Robotics, just like other contemporary research fields, is inherently based on software. Although this type of software deviates considerably from a conventional one, it looks only reasonable for it to adopt and exploit the methods proved useful in traditional software development. This work presents one of such attempts – adaptation of automated acceptance testing to robotics software development.
Everything has started from an urge to develop software for a robot conceived as a robotic waiter. Its first layer of functionality contained different competencies of a mobile platform: obstacle avoidance, localization, path planning etc. In some previous work, a mobile robot control system was behavior based, and newly developed behaviors often changed the behavior of the whole system in unexpected ways, while its correctness could be verified only by laborious manual execution of some test set. This was a twofold problem, which is described in the “Problem” section. The author’s agile software development background called for automated acceptance testing as a remedy. The proposed way of its applying to robotics (a general pattern of simulation acceptance test), and the benefits it is to bring are described in the “Solution” section.
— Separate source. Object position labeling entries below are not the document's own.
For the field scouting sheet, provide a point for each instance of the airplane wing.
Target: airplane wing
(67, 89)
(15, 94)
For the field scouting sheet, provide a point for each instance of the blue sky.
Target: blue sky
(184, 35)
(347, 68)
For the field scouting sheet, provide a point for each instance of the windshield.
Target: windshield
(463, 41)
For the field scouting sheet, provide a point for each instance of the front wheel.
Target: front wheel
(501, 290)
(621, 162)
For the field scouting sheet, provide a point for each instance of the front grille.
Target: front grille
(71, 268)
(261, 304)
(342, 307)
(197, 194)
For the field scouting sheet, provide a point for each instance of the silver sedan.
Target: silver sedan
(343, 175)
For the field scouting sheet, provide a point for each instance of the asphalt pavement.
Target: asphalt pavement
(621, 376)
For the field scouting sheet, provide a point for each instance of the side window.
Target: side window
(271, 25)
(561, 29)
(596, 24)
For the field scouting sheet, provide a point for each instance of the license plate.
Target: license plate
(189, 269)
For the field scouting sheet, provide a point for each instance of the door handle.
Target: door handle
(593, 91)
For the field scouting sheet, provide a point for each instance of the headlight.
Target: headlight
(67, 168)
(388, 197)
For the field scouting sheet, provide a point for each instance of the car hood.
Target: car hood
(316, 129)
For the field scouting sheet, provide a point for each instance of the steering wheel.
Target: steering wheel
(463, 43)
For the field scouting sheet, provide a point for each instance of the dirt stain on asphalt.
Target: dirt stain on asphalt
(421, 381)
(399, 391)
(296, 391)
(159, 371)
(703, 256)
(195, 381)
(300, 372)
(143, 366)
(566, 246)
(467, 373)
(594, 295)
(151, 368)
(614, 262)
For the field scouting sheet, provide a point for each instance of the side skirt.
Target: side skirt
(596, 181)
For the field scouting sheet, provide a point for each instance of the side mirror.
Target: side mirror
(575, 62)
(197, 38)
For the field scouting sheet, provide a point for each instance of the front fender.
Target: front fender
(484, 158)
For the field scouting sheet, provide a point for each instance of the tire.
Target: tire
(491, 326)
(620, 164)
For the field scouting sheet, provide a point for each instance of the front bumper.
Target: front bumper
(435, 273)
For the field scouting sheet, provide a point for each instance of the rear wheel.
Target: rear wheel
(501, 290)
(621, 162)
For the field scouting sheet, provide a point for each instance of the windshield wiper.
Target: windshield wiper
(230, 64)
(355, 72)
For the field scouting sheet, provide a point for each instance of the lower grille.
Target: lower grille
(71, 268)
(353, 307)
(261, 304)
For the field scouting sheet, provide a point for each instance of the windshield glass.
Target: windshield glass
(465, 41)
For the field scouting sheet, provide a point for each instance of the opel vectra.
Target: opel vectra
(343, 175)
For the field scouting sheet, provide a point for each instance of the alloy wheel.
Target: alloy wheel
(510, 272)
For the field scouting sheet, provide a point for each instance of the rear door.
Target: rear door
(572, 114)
Such robotics acceptance tests should take into account nondeterministic aspects of robotics systems, because the large part of robotics has to deal with nondeterministic environments (which is essentially its main difference from conventional programs). The approach to testing of such things is presented in the “Probabilistic testing” section and reduces to multiple rerunning of the tests in order to assess not only single test run result, but a success rate of it. The last section, “Test example”, of the first part (poetically called “Contemplating”) provides the taste of the idea with one tangible example – testing probabilistic robot’s localization service, with code and pictures.
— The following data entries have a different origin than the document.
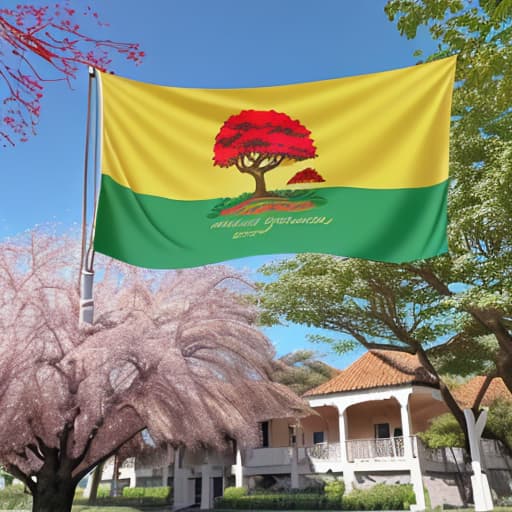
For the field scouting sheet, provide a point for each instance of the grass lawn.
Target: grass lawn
(88, 508)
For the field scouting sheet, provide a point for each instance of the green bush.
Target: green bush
(13, 497)
(279, 501)
(147, 492)
(103, 491)
(335, 490)
(7, 477)
(380, 497)
(234, 492)
(133, 492)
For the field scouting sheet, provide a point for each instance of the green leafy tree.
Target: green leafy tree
(381, 306)
(476, 277)
(445, 432)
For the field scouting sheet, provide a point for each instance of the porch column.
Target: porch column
(205, 487)
(295, 467)
(348, 473)
(406, 427)
(479, 483)
(239, 469)
(179, 483)
(342, 421)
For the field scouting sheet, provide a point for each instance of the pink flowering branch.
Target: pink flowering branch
(49, 39)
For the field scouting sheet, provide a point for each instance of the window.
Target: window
(264, 434)
(318, 437)
(292, 437)
(382, 430)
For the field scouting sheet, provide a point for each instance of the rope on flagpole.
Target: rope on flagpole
(86, 255)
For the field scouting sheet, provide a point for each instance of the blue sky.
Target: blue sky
(197, 43)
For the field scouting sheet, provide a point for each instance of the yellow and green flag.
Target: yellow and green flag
(352, 166)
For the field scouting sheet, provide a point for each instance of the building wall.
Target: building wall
(326, 422)
(279, 435)
(362, 418)
(423, 409)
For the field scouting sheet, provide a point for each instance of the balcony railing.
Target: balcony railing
(324, 451)
(375, 448)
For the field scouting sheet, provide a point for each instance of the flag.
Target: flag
(352, 166)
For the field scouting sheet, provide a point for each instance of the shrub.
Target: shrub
(234, 492)
(133, 492)
(13, 497)
(380, 497)
(278, 501)
(103, 491)
(335, 490)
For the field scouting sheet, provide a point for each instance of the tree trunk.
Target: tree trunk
(261, 187)
(53, 493)
(114, 487)
(96, 479)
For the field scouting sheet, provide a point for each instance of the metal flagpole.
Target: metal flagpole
(87, 253)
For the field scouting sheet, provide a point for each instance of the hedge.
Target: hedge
(378, 497)
(13, 497)
(147, 492)
(288, 501)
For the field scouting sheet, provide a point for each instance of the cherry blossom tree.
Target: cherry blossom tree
(174, 352)
(42, 44)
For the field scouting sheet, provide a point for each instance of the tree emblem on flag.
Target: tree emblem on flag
(256, 142)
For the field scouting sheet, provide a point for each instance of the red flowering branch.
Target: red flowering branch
(38, 41)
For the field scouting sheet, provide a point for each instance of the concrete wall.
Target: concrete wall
(326, 422)
(362, 418)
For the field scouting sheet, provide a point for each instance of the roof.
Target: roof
(377, 369)
(466, 393)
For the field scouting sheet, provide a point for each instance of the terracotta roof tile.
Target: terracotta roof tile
(376, 369)
(466, 393)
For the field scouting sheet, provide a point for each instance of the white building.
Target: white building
(364, 432)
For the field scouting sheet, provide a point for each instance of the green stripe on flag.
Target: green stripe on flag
(379, 224)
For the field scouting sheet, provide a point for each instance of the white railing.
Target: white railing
(269, 457)
(324, 451)
(375, 448)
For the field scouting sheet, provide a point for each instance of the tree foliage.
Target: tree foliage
(42, 44)
(301, 371)
(445, 432)
(445, 309)
(476, 277)
(176, 353)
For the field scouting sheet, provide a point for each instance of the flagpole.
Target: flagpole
(86, 314)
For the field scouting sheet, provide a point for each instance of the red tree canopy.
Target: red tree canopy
(262, 131)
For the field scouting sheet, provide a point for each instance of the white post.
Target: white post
(86, 299)
(179, 484)
(416, 476)
(295, 467)
(479, 483)
(348, 473)
(239, 469)
(406, 428)
(87, 490)
(205, 487)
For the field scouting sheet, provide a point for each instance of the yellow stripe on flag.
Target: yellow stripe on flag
(381, 131)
Part II “Designing” starts with a review of Microsoft Robotics Developer Studio in the “MRDS review” section. Indeed, all of the above could be performed only in a simulated environment which, along with powerful infrastructure, concurrency paradigm and .Net environment, is helpfully provided by MRDS. This wonderful potential is accompanied by some obligations: MRDS ways heavily influence both design and implementation aspects of the testing framework. The “Test flow” section explores the flow of simulation acceptance test in the MRDS context. Test execution starts with population of the simulated physics environment and launching of the software under test. Then the test scenario is executed which ends with some assertions on the environment and the software conditions. Incorporation of multiple test reruns strategy of the probabilistic testing approach introduces some extra quirks to the flow (such as division of all participating entities into static and dynamic). From the static point of view, each test is described by three components: description of physics environment, description of software configuration and the test scenario. The first two are declarative xml pieces, the last has to be written in C# code. The “Test structure” section works through this and states not numerous conventions of theirs, mostly concerning the test scenario constituents: setup, start, test etc.
Part III “Implementing” deals with more earthly issues, the first of which is tests management in the “Tests organisation” section. Essentially, all the components of a single test are glued together by the test name: xml files must be named according to some convention, and scenarios in the code are marked with the corresponding attributes. A number of test scenarios is compiled into an assembly, which then goes to the test runner along with accompanying xml files. On its start, the test runner scans this assembly and collects all the tests inside. The next section “Time handling” is very educative and fun in some sense: it shows how ostensibly innocuous task if not heeded sometimes could turn up to be excruciatingly complicated. The problem is to substitute the real time, readily accessible for MRDS software, with the simulation time able to proceed slower or faster. The tortuous implementation passes the simulation time from a special simulation entity to a special service and, eventually, to a client-faced object. On the contrary, implementation hardships of the “Test runner service” section, which describes issues of the test runner tool implementation, evoke nothing but grief and dejection due to their unnecessary complications.
“The test suite” section of the last “Analyzing” part overviews the resultant test suite for the system having served as a main testbed for the testing framework itself. The “Good things” and “Bad things” sections are dedicated to the positive and the negative results of the work. The most significant one among the positive was the general applicability of automated acceptance testing to robotics, the realization that it has brought genuine benefit in many ways: massive automation of testing activity, control of continuous change, requirement organization and documentation, precise requirement statement etc. All the while, the probabilistic testing approach was not exploited extensively enough to draw some definitive verdict, but it approved itself in several cases and was recognized as tentatively useful. I would lay responsibility for the most of the framework’s revealed problems upon MRDS, for its vices are many. Unstable physics simulator, unwieldy yield operator syntax and steep learning curve, to name a few. But it can not be blamed for others, like extremely long test suite execution time (due to multiple test runs) and lack of some necessary tooling.
Complying to the ideas and using the tools from the presented work, I have developed the control system for the mobile robot. Although this control system is very crude, it captures some key features of robotics software in general. Its test suite contains a considerable number of plain and probabilistic tests. And during the development, automated acceptance testing looked recommendable in all of its roles and senses. All of these allows me to contend that automated acceptance testing is applicable and distinctly beneficial to the robotics software.